Table 1 shows the RAFs at which the maximum log₁₀BF and λ_s were reached assuming several GRR_hom values under the dominant, recessive and additive modes of inheritance. For example, under GRR_hom = 2 and dominance, the maximum log₁₀BF (25.3) was reached when RAF = 0.22 and the maximum λ_s (1.06) for RAF = 0.17. Alternative sample-sizes/priors would result in different log₁₀BFs, but the RAF to reach the maximum log₁₀BF would not change. The representation of log₁₀BF versus attributable λ_s (data not shown) indicated that the two parameters were correlated, but they did not correspond one-to-one. In the three models, the RAF corresponding to the highest attributable λ_s and the RAF corresponding to the highest log₁₀BF decreased with increasing GRR_hom values. The RAF at maximum log₁₀BF was always higher than the RAF at maximum λ_s, i.e., balanced designs resulted in stronger association evidences. The difference between RAF at maximum log₁₀BF and RAF at maximum attributable λ_s increased with increasing GRR_hom, for example (0.24-0.21) = 0.03 if GRR_hom = 1.5 versus (0.14-0.05) = 0.09 when GRR_hom = 10 in the dominant model.

The analysis of complete chromosomes by frequentist logistic regression resulted in 2(GRR_hom, GRR_het) × 8(chromosomes 1, 4, 6, 7, 10, 13, 21, 22) sets of genetic effects. Table 1 shows the MADs of log₁₀GRR_hom and log₁₀GRR_het used as scale parameters in the normal prior distributions. As expected, the a priori variance of genetic effects was highest for chromosome 6 (MHC region).

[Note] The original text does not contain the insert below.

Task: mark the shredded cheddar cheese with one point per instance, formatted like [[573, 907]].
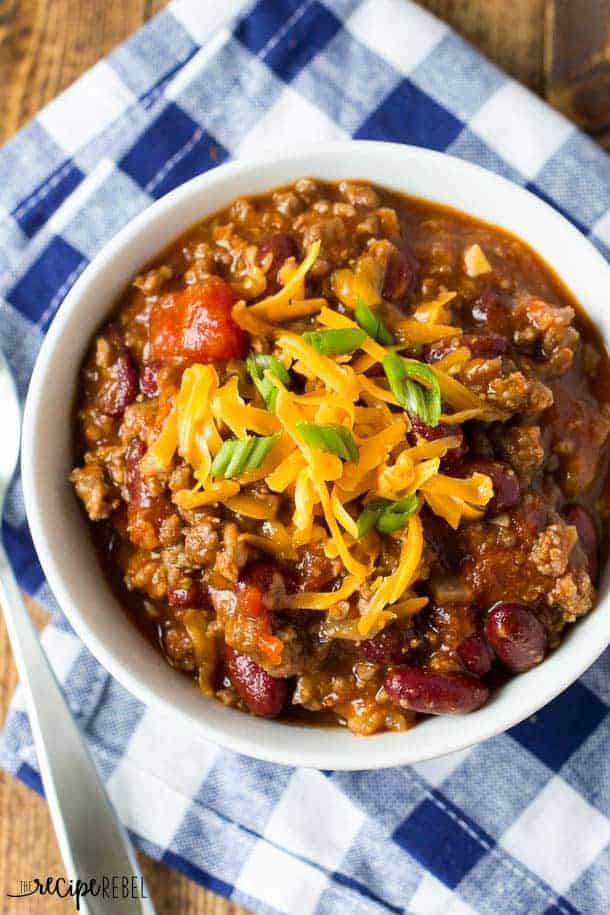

Figure 1 represents the bivariate distribution of log₁₀BF by attributable λ_s based on NARAC data for individual SNPs in the 12 explored regions. Gray points show SNPs within the bulk of data, outlying observations (observations outside the bag expanded three times) are represented by black points. The right part of Table 1 shows SNP numbers and close genes for the most extreme outliers. For example, rs2476601 in the 1p13 region: based on NARAC data, the log₁₀BF was 3.91, the high-risk allele frequency in controls is 0.084, and the estimated attributable λ_s with 95% confidence interval was 1.048 (1.017 to 1.098) for this SNP. The other two regions on chromosome 1 did not reveal strong associations with RA. The investigation of the two overlapping intervals in chromosome 6p21 showed practically identical results; the highest attributable λ_s values were found for SNPs rs7765379 (1.175) and rs2395175 (1.164). Many SNPs in this region showed a strong association with RA. The investigation of the 6q23, 7q32, and 10p15 regions resulted in log₁₀BF values below three. The log₁₀BF and the attributable λ_s for SNP rs1407961 in the 13q12 region clearly departed from the majority of data. Two extreme outlier SNPs were identified in the 21q22 region and three outliers in the 22q13 region.